By Dave Lindorff
Journalist Katie Couric and Wall Street tycoon Peter Peterson, two Social Security hit-men (
(Image by ThisCantBeHappening!)) Details DMCA
Katie Couric, a veteran TV journalist and currently global anchor for Yahoo News, just trashed Social Security in a hit piece misleadingly called "Explaining Social Security" that purported to be explaining the system's financial "crisis." Far from explaining the system, she trundled out tired falsehoods and scare tactics long used by the system's enemies -- notably the Republican Party and including many Democrats in the pocket of Wall Street. (Significantly, the online video was sponsored by a Merrill Lynch/Bank of America, hardly a fan of Social Security.)
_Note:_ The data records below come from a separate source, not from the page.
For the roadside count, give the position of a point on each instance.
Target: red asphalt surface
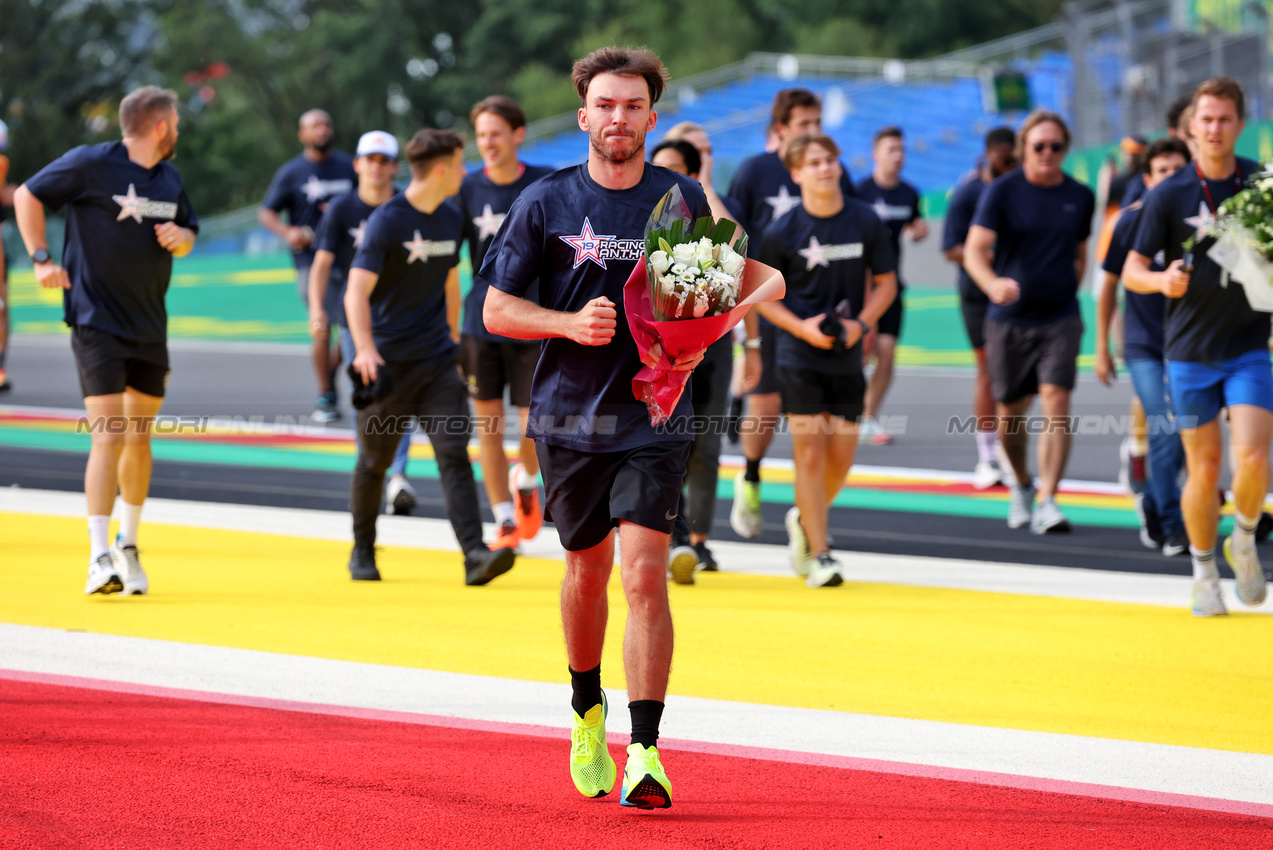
(83, 767)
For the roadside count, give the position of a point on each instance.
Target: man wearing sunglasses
(1027, 252)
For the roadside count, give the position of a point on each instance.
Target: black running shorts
(808, 392)
(890, 323)
(489, 367)
(107, 364)
(974, 320)
(768, 383)
(1022, 356)
(588, 493)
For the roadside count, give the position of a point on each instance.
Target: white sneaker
(745, 515)
(797, 543)
(987, 475)
(127, 566)
(102, 577)
(1246, 569)
(400, 495)
(1048, 519)
(1207, 601)
(680, 563)
(1020, 507)
(824, 571)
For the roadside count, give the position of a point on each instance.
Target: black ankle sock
(646, 717)
(587, 690)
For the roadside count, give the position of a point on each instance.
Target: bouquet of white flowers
(694, 289)
(1244, 241)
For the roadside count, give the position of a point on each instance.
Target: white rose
(731, 261)
(704, 252)
(685, 253)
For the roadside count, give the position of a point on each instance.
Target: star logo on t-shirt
(783, 202)
(488, 223)
(815, 255)
(358, 233)
(587, 246)
(315, 188)
(418, 248)
(1202, 222)
(130, 205)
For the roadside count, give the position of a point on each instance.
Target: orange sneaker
(526, 505)
(507, 536)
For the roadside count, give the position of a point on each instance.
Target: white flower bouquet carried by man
(1244, 241)
(694, 289)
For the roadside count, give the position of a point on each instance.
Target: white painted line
(1192, 771)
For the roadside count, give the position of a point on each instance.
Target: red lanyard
(1237, 185)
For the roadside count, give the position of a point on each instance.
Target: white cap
(377, 143)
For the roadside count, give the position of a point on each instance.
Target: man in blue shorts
(302, 188)
(126, 218)
(1216, 345)
(579, 233)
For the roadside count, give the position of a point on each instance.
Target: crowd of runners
(544, 325)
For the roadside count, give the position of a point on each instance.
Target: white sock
(985, 442)
(527, 481)
(98, 536)
(1244, 531)
(1204, 564)
(130, 518)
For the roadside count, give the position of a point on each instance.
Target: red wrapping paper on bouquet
(661, 386)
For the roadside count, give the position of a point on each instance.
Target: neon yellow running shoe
(591, 766)
(644, 781)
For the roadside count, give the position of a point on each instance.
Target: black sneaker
(705, 561)
(1175, 545)
(362, 564)
(481, 565)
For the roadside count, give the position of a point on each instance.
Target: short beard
(597, 144)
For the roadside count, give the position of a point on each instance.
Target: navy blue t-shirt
(1038, 230)
(119, 271)
(766, 191)
(302, 188)
(413, 252)
(1209, 322)
(581, 241)
(959, 219)
(825, 261)
(485, 204)
(896, 208)
(1142, 312)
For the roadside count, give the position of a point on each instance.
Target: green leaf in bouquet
(723, 232)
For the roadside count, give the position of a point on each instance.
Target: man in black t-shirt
(1161, 524)
(493, 362)
(337, 237)
(402, 306)
(1035, 223)
(896, 202)
(825, 250)
(302, 188)
(1215, 344)
(764, 187)
(126, 218)
(1001, 157)
(579, 233)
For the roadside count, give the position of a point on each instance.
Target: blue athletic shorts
(1199, 390)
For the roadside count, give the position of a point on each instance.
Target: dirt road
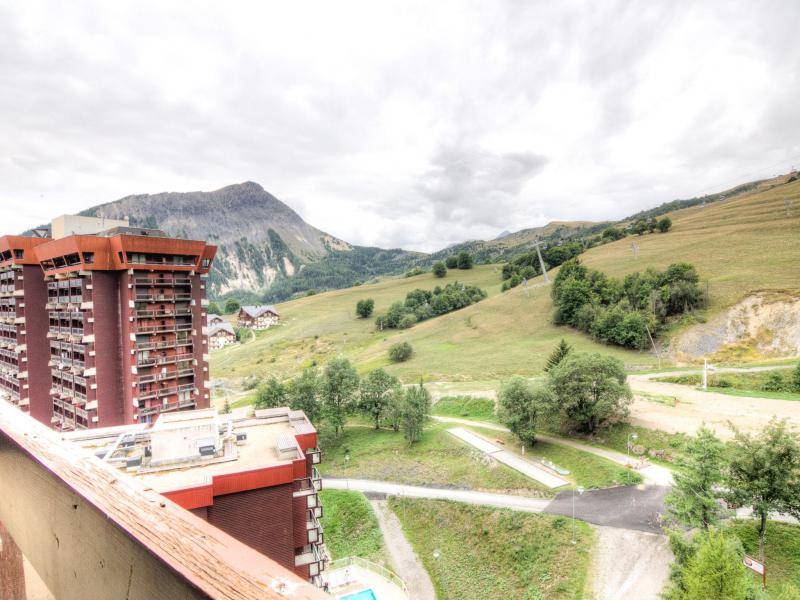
(629, 565)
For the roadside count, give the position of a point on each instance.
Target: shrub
(590, 392)
(231, 306)
(400, 352)
(773, 383)
(365, 307)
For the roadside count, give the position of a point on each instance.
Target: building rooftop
(188, 449)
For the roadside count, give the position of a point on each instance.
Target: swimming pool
(362, 595)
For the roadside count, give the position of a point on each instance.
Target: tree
(560, 353)
(693, 501)
(716, 571)
(764, 473)
(302, 393)
(270, 394)
(232, 305)
(365, 307)
(400, 352)
(377, 390)
(590, 392)
(414, 412)
(521, 407)
(796, 379)
(338, 389)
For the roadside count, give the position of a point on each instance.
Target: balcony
(163, 360)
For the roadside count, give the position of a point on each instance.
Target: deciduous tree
(338, 390)
(590, 392)
(522, 406)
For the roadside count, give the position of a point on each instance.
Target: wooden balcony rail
(92, 532)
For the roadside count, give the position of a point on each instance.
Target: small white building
(258, 317)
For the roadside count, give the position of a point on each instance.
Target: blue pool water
(362, 595)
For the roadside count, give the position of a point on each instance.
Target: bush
(231, 306)
(774, 382)
(590, 392)
(365, 307)
(400, 352)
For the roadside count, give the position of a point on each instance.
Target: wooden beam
(12, 568)
(92, 532)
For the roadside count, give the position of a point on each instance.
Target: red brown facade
(125, 315)
(24, 351)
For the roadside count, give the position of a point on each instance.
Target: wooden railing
(92, 532)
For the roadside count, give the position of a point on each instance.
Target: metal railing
(343, 563)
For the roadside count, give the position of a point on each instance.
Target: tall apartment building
(24, 350)
(254, 478)
(125, 314)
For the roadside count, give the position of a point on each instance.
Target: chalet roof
(217, 327)
(256, 311)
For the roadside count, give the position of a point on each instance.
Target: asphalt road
(626, 507)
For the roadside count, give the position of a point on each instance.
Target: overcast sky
(412, 124)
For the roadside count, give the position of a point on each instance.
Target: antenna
(536, 245)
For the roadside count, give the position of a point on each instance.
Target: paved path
(653, 474)
(510, 459)
(625, 507)
(405, 561)
(368, 486)
(630, 565)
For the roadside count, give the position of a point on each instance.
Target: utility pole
(536, 245)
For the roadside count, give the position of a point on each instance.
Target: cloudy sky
(413, 124)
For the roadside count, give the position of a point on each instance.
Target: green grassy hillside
(739, 245)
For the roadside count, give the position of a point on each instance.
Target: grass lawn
(487, 553)
(782, 552)
(511, 333)
(465, 407)
(351, 528)
(586, 469)
(439, 460)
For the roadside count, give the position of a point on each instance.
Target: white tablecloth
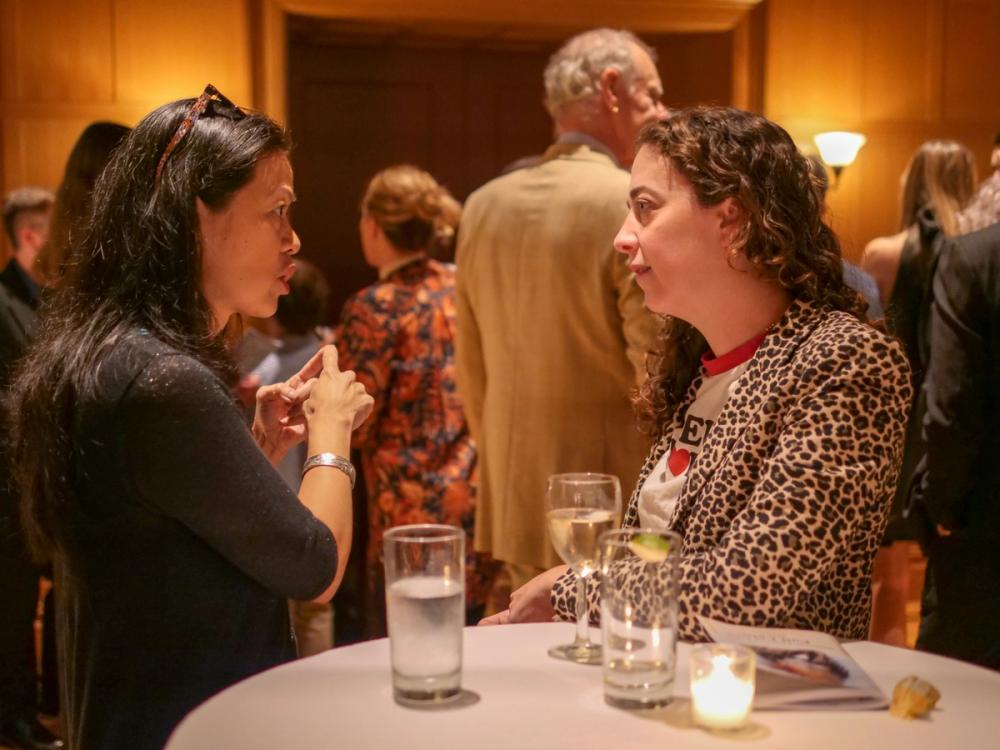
(342, 699)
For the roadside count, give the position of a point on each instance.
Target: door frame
(506, 20)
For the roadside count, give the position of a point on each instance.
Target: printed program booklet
(801, 669)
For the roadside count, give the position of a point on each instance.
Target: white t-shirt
(662, 488)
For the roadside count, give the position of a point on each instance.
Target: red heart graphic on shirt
(678, 461)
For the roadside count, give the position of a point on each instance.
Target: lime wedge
(650, 547)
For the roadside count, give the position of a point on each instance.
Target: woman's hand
(530, 603)
(336, 399)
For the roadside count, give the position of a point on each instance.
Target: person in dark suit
(959, 492)
(26, 216)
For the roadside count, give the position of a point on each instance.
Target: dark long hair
(729, 153)
(90, 154)
(136, 264)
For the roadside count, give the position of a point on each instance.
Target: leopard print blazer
(784, 507)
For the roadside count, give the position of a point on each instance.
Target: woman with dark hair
(778, 414)
(937, 182)
(399, 336)
(175, 542)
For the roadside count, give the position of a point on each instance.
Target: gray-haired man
(552, 333)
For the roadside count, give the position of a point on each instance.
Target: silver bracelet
(331, 459)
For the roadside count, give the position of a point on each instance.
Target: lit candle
(722, 685)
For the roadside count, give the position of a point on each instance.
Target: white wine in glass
(579, 508)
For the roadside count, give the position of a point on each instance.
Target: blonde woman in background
(398, 335)
(936, 185)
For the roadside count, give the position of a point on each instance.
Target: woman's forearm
(326, 491)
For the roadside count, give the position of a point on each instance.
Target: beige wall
(65, 63)
(899, 71)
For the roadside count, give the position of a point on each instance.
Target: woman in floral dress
(398, 336)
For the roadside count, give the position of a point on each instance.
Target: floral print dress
(416, 452)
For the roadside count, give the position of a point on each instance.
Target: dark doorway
(365, 97)
(463, 105)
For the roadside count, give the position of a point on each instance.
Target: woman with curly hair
(176, 544)
(777, 412)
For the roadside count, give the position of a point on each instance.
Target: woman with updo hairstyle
(89, 156)
(777, 412)
(398, 335)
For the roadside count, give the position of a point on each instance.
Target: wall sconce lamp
(838, 149)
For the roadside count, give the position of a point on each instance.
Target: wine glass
(579, 508)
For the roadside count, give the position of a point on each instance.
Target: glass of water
(425, 610)
(639, 616)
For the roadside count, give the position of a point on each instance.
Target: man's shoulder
(982, 246)
(572, 168)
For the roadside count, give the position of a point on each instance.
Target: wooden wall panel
(897, 80)
(61, 51)
(166, 51)
(65, 63)
(971, 79)
(30, 138)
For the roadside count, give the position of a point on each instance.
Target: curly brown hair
(728, 153)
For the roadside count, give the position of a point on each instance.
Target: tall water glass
(639, 616)
(579, 508)
(425, 610)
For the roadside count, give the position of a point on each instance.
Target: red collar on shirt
(732, 358)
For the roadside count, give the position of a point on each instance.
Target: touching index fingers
(315, 365)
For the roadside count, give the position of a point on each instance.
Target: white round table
(342, 699)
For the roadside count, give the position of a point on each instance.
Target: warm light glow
(838, 148)
(722, 686)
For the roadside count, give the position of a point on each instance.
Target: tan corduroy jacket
(552, 337)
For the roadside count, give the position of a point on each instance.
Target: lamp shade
(839, 148)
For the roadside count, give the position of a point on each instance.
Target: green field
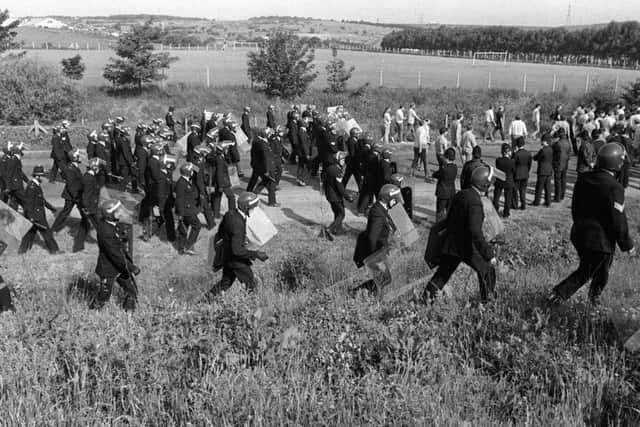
(399, 71)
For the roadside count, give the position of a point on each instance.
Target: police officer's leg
(130, 289)
(556, 185)
(216, 198)
(228, 277)
(58, 224)
(27, 240)
(497, 193)
(193, 223)
(486, 274)
(49, 241)
(253, 181)
(103, 294)
(589, 262)
(507, 197)
(231, 198)
(169, 221)
(600, 276)
(448, 265)
(5, 297)
(539, 188)
(245, 275)
(85, 226)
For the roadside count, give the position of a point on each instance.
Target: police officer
(34, 206)
(335, 193)
(236, 257)
(200, 179)
(13, 176)
(193, 140)
(90, 196)
(464, 241)
(275, 142)
(599, 224)
(379, 227)
(103, 152)
(351, 162)
(227, 133)
(220, 179)
(262, 167)
(152, 177)
(72, 191)
(114, 262)
(187, 210)
(165, 195)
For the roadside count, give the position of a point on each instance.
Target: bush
(29, 91)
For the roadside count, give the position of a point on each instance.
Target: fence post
(586, 84)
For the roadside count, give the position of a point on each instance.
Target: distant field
(230, 68)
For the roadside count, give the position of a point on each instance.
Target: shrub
(29, 91)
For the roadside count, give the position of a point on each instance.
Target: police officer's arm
(180, 196)
(476, 217)
(374, 229)
(619, 220)
(238, 246)
(111, 246)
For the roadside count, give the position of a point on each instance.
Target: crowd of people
(606, 144)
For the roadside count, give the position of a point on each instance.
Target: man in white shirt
(468, 142)
(535, 118)
(489, 124)
(399, 120)
(442, 143)
(517, 131)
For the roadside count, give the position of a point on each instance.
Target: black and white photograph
(345, 213)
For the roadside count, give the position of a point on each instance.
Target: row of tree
(616, 39)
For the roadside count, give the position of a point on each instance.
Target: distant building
(44, 23)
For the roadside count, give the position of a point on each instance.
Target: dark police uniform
(544, 157)
(445, 188)
(465, 242)
(187, 208)
(523, 161)
(335, 193)
(114, 264)
(599, 223)
(237, 258)
(71, 194)
(561, 154)
(34, 206)
(508, 166)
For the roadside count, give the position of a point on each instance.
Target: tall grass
(299, 351)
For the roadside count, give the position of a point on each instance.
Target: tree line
(615, 40)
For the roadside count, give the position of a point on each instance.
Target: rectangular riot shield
(13, 226)
(404, 227)
(260, 229)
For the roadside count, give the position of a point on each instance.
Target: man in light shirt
(468, 143)
(412, 116)
(442, 143)
(399, 121)
(535, 118)
(421, 148)
(517, 131)
(489, 124)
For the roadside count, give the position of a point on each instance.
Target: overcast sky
(485, 12)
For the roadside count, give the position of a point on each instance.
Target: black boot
(5, 298)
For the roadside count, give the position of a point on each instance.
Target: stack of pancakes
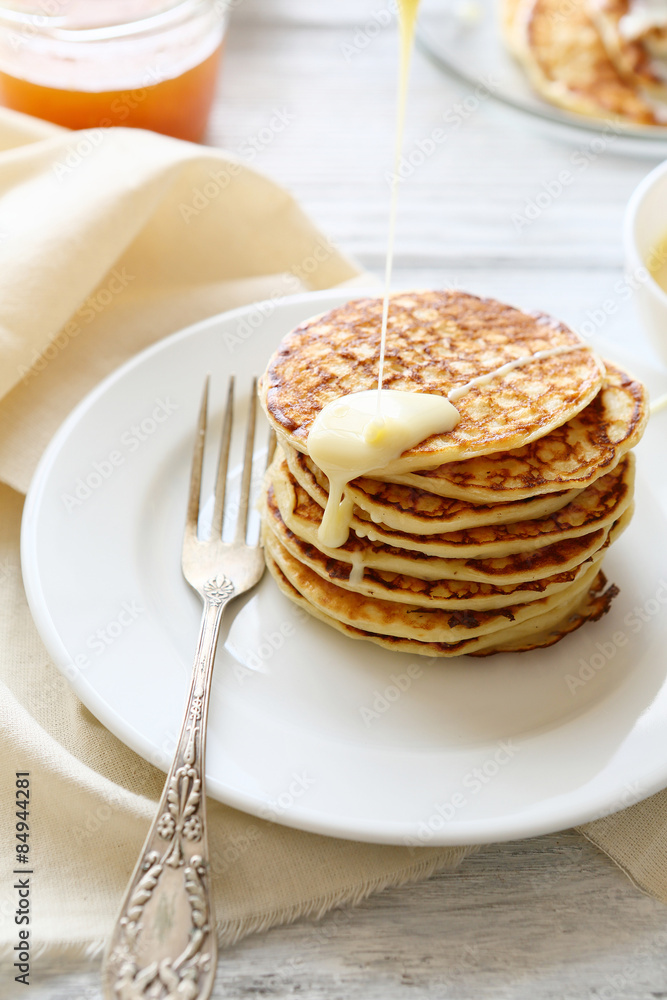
(487, 538)
(601, 58)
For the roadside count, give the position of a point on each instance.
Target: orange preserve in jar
(97, 63)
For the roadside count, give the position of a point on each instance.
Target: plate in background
(464, 39)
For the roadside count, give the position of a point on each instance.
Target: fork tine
(197, 463)
(242, 521)
(223, 462)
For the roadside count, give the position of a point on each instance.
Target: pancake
(463, 544)
(538, 579)
(436, 632)
(411, 508)
(543, 630)
(455, 526)
(497, 553)
(573, 455)
(632, 57)
(413, 621)
(560, 48)
(436, 341)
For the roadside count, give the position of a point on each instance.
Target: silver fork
(164, 943)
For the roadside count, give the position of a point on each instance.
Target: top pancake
(436, 341)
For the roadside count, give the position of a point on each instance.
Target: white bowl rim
(632, 255)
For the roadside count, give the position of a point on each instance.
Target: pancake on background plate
(577, 55)
(488, 537)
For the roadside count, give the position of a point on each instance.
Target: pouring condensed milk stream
(361, 432)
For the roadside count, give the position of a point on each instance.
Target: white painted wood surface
(546, 918)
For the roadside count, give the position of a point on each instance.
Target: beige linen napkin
(108, 241)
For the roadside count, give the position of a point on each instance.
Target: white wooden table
(546, 918)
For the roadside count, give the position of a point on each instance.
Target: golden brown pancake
(463, 544)
(546, 571)
(573, 455)
(411, 508)
(433, 632)
(411, 518)
(633, 58)
(481, 553)
(436, 341)
(560, 48)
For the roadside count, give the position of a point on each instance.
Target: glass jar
(143, 63)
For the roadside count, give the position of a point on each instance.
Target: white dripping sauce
(363, 432)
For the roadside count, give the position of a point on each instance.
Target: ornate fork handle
(164, 943)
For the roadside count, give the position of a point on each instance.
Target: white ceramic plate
(307, 726)
(463, 37)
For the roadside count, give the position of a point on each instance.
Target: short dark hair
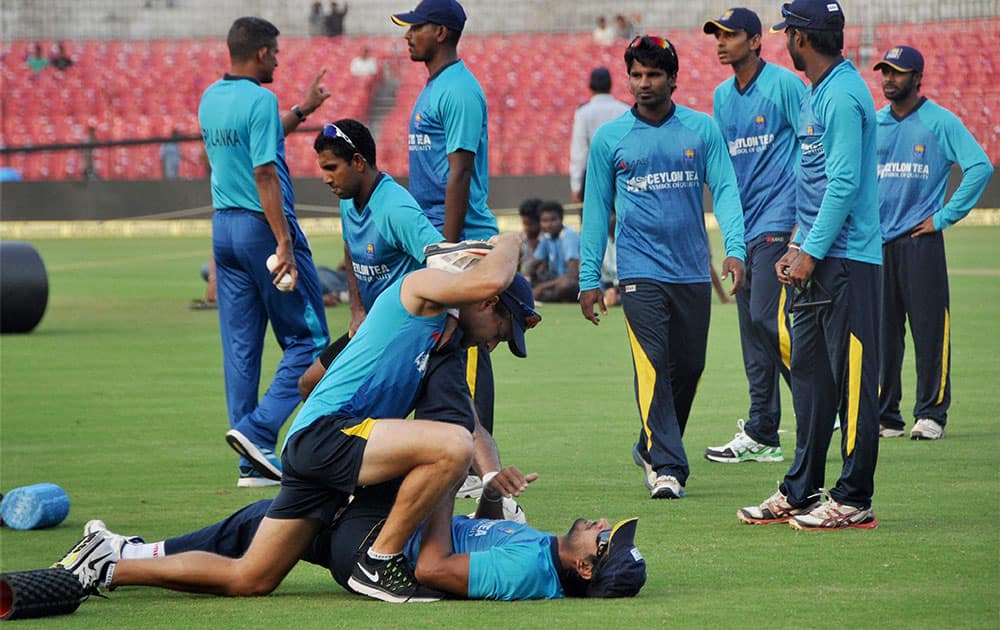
(651, 55)
(247, 35)
(529, 208)
(550, 206)
(359, 135)
(829, 43)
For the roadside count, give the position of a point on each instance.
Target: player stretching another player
(833, 262)
(918, 142)
(650, 166)
(757, 111)
(349, 433)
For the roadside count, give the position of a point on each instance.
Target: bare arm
(430, 292)
(461, 164)
(269, 189)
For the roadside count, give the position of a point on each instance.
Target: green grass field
(117, 396)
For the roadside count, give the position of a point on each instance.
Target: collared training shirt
(759, 126)
(507, 560)
(652, 174)
(449, 115)
(600, 109)
(558, 251)
(241, 128)
(386, 238)
(836, 191)
(915, 156)
(379, 371)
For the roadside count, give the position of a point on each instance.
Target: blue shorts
(320, 466)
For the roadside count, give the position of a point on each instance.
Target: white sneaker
(889, 432)
(743, 448)
(666, 487)
(471, 489)
(117, 541)
(92, 561)
(926, 429)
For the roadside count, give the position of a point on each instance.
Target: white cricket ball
(286, 281)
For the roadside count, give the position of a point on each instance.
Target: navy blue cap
(902, 59)
(735, 19)
(520, 301)
(622, 571)
(816, 15)
(444, 12)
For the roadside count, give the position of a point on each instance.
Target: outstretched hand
(315, 94)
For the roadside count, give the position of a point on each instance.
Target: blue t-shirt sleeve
(843, 117)
(513, 572)
(960, 147)
(598, 201)
(265, 129)
(462, 114)
(721, 179)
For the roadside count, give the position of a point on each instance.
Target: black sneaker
(390, 581)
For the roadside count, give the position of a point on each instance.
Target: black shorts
(320, 466)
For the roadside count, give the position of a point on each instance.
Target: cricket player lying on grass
(475, 558)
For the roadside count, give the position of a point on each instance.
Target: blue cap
(735, 19)
(816, 15)
(622, 571)
(902, 59)
(444, 12)
(520, 301)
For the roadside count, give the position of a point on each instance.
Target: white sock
(380, 556)
(142, 551)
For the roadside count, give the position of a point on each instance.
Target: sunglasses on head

First, Couric's long list of whoppers:
She claims the system works like a bank, collecting workers' Social Security payroll taxes, and stashing them under a government mattress, and then paying out the money as retirement checks when they take their retirement. This is simply not true and was never meant to be true. What actually happens, and happened from the beginning of the program in1936, is that the payroll taxes collected from current workers and their employers go to pay for the benefits of current retirees.
Couric makes it appear that greedy baby boomers are going to be sucking money out of the pockets of younger active workers to fund their retirements as though this were something new and unseemly, when in fact, retirees since 1936 have been getting their benefits paid by younger people actively in the workforce. That is the actual way the system was designed to work, not, as she suggests, as a enforced retirement savings program.
Then she highlights what she wrongly claims is the problem: that the system has gone out of whack because of the unanticipated burden of some 74 million baby boomers now beginning to retire and collect Social Security benefits, and a relatively diminished number of current workers who have to pay for those benefits.
Couric warns ominously that the $2.8 trillion in the Social Security Trust Fund is being diminished to cover the annual shortfall in current payroll tax collections, and says this fund is going to eventually run out. Then she says that the program's future is "well...not secure."
This is about as disingenuous or ignorant as a journalist can be. Social Security is completely secure -- unless crooked politicians kill it. Sure the trust fund would "run out" in about 2033 if nothing was changed by Congress between now and then But Couric conveniently fails to mention that even then, taxes from current workers would be sufficient to cover 77% of the retiring boomer benefits due indefinitely until the percentage of elderly begins to decline. And remember, by 2033 the youngest baby boomer would be 69, so the wave of retirees would actually already be shrinking in relation to the active workforce, meaning the alleged "crisis" would already be resolving itself.